La voz de su madre la arrancó de golpe de ese mar de pensamientos que amenazaban con ahogarla. Su tono era suave, pero estaba cargado de una preocupación que no se podía disimular.

Milagro alzó la vista. Su madre estaba allí, de pie en medio del pasillo, con una pijama de algodón y el ceño fruncido. La luz cálida de la lámpara del pasillo dibujaba sombras suaves en su rostro, acentuando la tensión en sus facciones.

—¿Te sucede algo? ¿Estás bien? —preguntó mientras se acercaba con pasos rápidos—. ¿Por qué tan temprano...? Pareces como si hubieras visto un fantasma.

Milagro forzó una sonrisa. Una risa nerviosa escapó de sus labios, débil, quebrada. Era su escudo, su disfraz más viejo.

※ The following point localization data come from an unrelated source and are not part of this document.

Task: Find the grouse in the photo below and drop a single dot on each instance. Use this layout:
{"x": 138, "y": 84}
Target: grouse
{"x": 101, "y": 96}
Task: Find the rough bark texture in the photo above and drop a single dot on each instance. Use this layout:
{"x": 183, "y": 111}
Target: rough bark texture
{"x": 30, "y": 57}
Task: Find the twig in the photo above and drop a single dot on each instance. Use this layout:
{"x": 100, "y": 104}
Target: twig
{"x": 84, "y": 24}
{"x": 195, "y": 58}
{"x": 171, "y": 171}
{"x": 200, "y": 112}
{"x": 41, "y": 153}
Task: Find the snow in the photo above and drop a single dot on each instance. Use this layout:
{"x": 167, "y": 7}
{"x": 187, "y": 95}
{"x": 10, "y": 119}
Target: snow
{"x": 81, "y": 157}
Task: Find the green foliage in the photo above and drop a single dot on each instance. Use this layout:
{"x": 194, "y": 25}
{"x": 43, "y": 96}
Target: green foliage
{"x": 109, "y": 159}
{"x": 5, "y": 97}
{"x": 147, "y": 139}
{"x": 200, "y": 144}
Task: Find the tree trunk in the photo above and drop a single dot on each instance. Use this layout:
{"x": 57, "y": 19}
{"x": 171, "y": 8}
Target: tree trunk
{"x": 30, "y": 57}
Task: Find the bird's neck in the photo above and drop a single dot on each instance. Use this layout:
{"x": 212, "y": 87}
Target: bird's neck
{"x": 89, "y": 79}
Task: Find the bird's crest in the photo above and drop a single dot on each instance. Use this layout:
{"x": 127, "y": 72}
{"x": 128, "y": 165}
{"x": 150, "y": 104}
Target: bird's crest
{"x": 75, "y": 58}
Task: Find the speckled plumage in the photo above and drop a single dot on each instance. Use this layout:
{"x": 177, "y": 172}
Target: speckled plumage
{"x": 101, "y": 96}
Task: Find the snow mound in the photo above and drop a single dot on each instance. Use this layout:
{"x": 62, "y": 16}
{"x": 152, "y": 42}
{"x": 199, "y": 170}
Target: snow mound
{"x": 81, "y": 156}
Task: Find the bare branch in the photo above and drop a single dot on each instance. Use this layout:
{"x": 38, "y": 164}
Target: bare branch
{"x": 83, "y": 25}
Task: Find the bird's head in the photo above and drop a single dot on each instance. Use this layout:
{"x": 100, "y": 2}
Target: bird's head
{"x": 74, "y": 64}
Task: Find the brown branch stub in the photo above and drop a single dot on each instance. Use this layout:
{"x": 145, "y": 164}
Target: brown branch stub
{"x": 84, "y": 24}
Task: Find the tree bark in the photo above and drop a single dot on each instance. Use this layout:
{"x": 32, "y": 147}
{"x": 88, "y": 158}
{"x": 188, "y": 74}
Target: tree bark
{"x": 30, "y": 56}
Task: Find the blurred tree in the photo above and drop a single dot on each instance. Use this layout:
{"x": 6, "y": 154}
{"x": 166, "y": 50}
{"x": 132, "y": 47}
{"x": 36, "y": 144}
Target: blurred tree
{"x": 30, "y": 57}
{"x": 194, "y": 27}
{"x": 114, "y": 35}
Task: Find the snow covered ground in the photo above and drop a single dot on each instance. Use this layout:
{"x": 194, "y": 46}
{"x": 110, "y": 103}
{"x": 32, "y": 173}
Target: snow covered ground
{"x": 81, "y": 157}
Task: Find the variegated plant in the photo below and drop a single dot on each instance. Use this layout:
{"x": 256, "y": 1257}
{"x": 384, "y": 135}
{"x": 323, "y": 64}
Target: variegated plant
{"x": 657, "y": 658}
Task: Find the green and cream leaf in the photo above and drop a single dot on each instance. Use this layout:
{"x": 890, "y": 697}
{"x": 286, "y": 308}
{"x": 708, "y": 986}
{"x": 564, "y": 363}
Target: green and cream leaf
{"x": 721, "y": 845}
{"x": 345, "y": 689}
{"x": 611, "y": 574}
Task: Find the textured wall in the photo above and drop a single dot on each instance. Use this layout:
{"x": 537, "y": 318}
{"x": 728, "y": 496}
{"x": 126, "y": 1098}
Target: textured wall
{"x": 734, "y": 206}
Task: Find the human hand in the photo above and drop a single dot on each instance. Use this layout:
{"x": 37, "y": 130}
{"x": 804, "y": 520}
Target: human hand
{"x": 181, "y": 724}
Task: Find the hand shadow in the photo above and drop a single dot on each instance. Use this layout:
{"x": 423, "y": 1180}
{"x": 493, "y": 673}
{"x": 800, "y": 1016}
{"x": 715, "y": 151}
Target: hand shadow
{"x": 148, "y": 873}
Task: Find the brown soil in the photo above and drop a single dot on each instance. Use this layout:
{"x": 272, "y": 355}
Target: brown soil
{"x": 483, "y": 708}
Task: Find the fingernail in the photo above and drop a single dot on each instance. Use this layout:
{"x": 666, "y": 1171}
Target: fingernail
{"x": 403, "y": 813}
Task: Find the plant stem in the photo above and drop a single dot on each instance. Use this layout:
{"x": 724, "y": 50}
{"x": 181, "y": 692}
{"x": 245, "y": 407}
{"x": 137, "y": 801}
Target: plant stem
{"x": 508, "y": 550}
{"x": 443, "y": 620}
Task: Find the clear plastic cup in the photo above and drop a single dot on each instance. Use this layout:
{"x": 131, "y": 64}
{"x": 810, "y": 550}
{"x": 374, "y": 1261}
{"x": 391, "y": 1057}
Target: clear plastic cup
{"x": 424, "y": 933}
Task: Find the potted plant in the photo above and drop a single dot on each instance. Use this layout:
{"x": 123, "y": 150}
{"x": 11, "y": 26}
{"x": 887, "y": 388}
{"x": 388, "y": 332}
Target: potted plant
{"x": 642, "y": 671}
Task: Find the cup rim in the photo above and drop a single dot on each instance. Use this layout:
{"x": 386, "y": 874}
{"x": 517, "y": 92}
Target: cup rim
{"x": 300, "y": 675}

—Estoy bien, mamá —mintió sin mirarla directamente—. Solo... solo es un dolor de cabeza. Nada grave.

Pero su voz temblaba. Y aunque su madre no dijo nada más, Milagro sabía que no la había engañado del todo.

Su madre la observó durante unos segundos más, con esa mirada suya que parecía atravesar cualquier excusa, como si pudiera leer más allá de las palabras.

Finalmente, asintió en silencio y se acercó para acariciarle el cabello con ternura, dejando que sus dedos se deslizaran con suavidad entre los mechones castaños, antes de rodearla con un abrazo cálido que envolvió a Milagro como un escudo invisible contra el mundo.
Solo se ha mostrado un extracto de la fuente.